Click the “Add permissions” button.
The last thing we need to do is create a client secret. Click “Certificates & secrets” in the left menu and click the “New client secret” button. Enter in a description and expiration date, then click “Add.” You are presented with your secret. Note, you must copy it now as it is not displayed anytime after closing the blade. Seriously, COPY IT NOW!
UPDATE 7/29/2021: I noticed I failed to provide one additional step for access. Enter your Azure API for FHIR service within the portal. Click on “Access control (IAM)” link in the left menu. You will need to add control to this service for your app registration. Click “Add” and select “Add role assignment”. Select the appropriate role (FHIR Data Contributor, etc.) and search for your app registration by name, select and click “Save”.
Now our registration has permissions. Naturally, we will want to test CRUD operations using a client like Postman. I had a hard time getting this to work as the documentation seems incorrect, and a google search wasn’t helpful. It took me a few hours, but I finally figured it out. Hopefully, this saves you my headache.
Open a new post request in Postman.
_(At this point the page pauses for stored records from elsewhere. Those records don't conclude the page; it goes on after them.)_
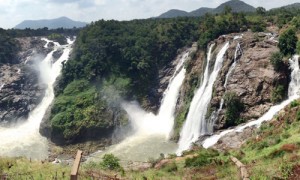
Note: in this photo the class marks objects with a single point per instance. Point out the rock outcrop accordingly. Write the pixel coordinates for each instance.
(252, 79)
(21, 90)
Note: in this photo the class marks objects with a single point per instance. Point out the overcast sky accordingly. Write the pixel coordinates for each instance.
(13, 12)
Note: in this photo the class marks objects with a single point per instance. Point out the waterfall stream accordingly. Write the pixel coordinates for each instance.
(293, 94)
(151, 132)
(24, 139)
(196, 124)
We will use this to obtain an access token. Enter in this address https://login.microsoftonline.com/<tenant-id>/oauth2/token, replacing <tenant-id> with yours. In the body of our post, we want to select “x-www-form-urlencoded” as the body type. Here is the key. We need to provide four key/value pairs that Postman will send. These four values are “grant_type”, “client_id”, “client_secret”, and “resource”. In grant_type, provide the value “client_credentials” without the double-quotes. Provided your application Id as the client_id value. Provide the client secret value for the client_secret. Lastly, provide your Azure API for FHIR URI as the resource value. That’s it!
Sending the request should result in a JSON response that contains the access token and token expiration date and time.
You can now use that token in other requests using Postman. Assuming we already had patients in the data store, we could direct Postman to retrieve them using a URI like https://<account-name>.azurehealthcareapis.com/Patient/.
Summary
In this part, we successfully set up and configured Azure API for FHIR resource and queried it using Postman.
In part 2, I will show you how to perform CRUD operations using C# from an Azure Function.